On June 9, 2009, House Bill 4021 passed in the Illinois General Assembly. "Attorney General Lisa Madigan today applauded the General Assembly's passage of legislation that requires prompt notification to all users when drinking water is contaminated. Madigan worked with Governor Quinn and the Illinois Environmental Protection Agency (IEPA) to draft House Bill 4021, which amends the Illinois Right to Know law. State Rep. Frank Mautino (D-Spring Valley) and State Sens. Susan Garrett (D-Lake Forest) and Emil Jones, III (D-Chicago) sponsored House Bill 4021." Attorney General Madigan said, "We need to make sure that what happened to Crestwood residents never happens again in Illinois, The law needed to be strengthened to protect public safety and to restore public trust."
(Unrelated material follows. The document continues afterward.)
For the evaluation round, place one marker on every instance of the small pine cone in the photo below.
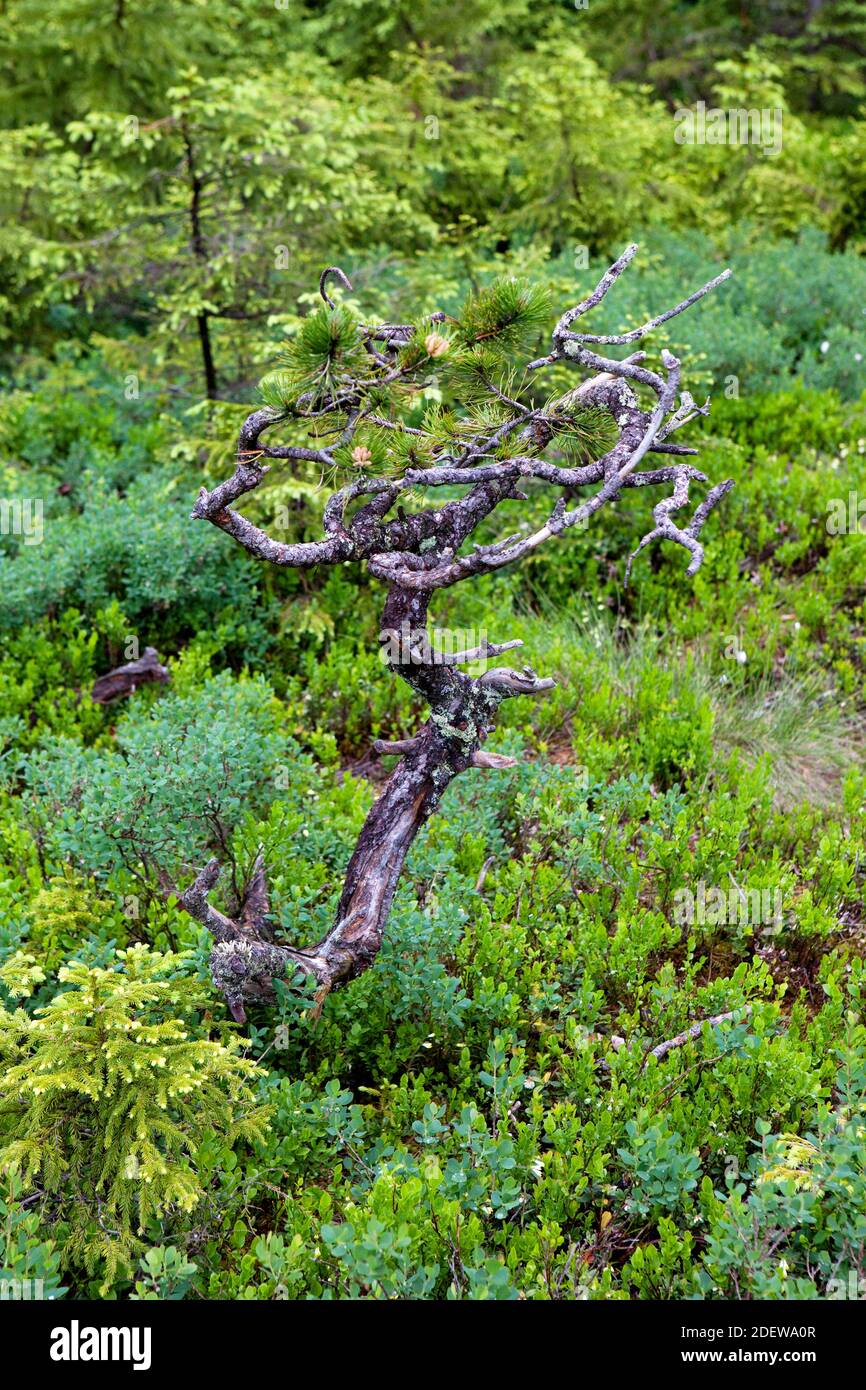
(435, 345)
====Mayor Chester Stranczek's management====
The Chicago Tribune reported on June 10, 2009 that:

Chester Stranczek (former mayor of Crestwood) in particular boasted that he ran Crestwood like a business. He attracted national recognition for pinching pennies, rebating property taxes and maintaining the lowest water rates in Cook County. Using the well, located under the village water tower off 127th Street, enabled officials to cut back on their purchases of lake water and freed them from expensive testing of the well.

...

Chester and Robert Stranczek also signed annual "consumer confidence reports" required under the federal Safe Drinking Water Act. Each report, as well as notices they published in a local newsletter, claimed that all of the village's drinking water came from Lake Michigan.

...

[Michael Hawthorne, who authored the article wrote] In an April 24 interview with the Tribune, (Robert) Stranczek acknowledged he has known about the use of the well since at least 1997, when he became a village trustee. He was appointed mayor in 2007 when his father (Chester Stranczek) retired.
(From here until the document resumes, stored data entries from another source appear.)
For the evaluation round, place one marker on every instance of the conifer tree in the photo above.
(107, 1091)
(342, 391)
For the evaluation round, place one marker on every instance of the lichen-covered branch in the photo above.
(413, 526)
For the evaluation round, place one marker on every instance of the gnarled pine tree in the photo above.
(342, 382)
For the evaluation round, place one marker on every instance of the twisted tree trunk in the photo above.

====Second wrongful death lawsuit====
On June 17, 2009, the second wrongful death lawsuit was filed against the Village of Crestwood and former mayor Chester Stranczek:

Walsh, Knippen, Knight & Pollock, Chartered was recently retained by the surviving children whose parents, two residents of the Village of Crestwood, IL, both recently died from cancer as a result of drinking and using toxic, carcinogenic Village well water over a time period of 13 years. Investigation by the Illinois Environmental Protection Agency has determined that for more than 20 years Village of Crestwood officials were intentionally mixing well water toxically contaminated with vinyl chloride, together with clean and safe Lake Michigan water, for consumption and use by Village residents. Vinyl chloride is a known carcinogenic.
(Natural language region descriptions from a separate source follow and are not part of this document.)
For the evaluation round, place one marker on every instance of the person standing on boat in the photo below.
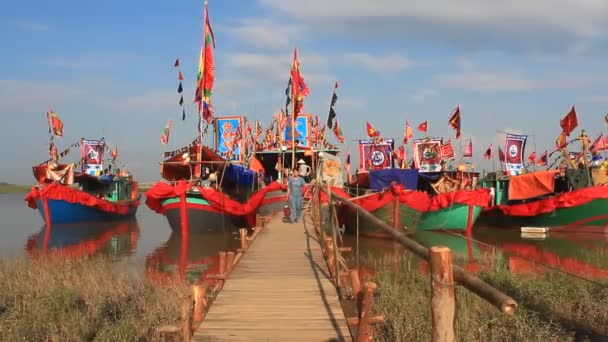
(295, 195)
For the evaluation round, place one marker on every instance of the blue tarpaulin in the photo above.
(240, 175)
(381, 179)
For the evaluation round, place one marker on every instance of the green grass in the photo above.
(81, 300)
(552, 307)
(6, 188)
The IEPA has recently determined and concluded that this action and conduct by the Village of Crestwood was illegal. In 1986 the IEPA ordered the Village not to pump and distribute the contaminated water for drinking and use by Village residents. Amazingly, however, for 40 years, the Village violated the IEPA order and its agreement with the IEPA by intentionally pumping and distributing the vinyl chloride contaminated water to its residents.

====Illinois Attorney General actions====
=====IAG files suit=====
Illinois Attorney General Lisa Madigan, Mike Madigan's daughter filed a 58-page lawsuit against the Village of Crestwood, Robert Stranczek the current mayor, Chester Stranczek, Crestwood's former mayor and Frank Scaccia, the former director of the water department on June 9, 2009. The suit alleges that the officials not only knew that the water was contaminated and still gave it to the people of Crestwood, but also that the officials named lied to the state, the federal government and the people of Crestwood as many as 122 times. Madigan seeks a fifty thousand dollar fine against each party and an additional ten thousand dollars per occasion of dishonesty. All of the named parties have already admitted to the fact that they used the water from well number one. Madigan insists this is the first step in a long process and does not rule out criminal charges.

"Crestwood officials violated the public's trust and the laws designed to protect public health. Through this lawsuit, we are seeking to hold these officials accountable for their conduct and to make sure that this does not happen again in Illinois," Madigan is quoted as saying in a statement.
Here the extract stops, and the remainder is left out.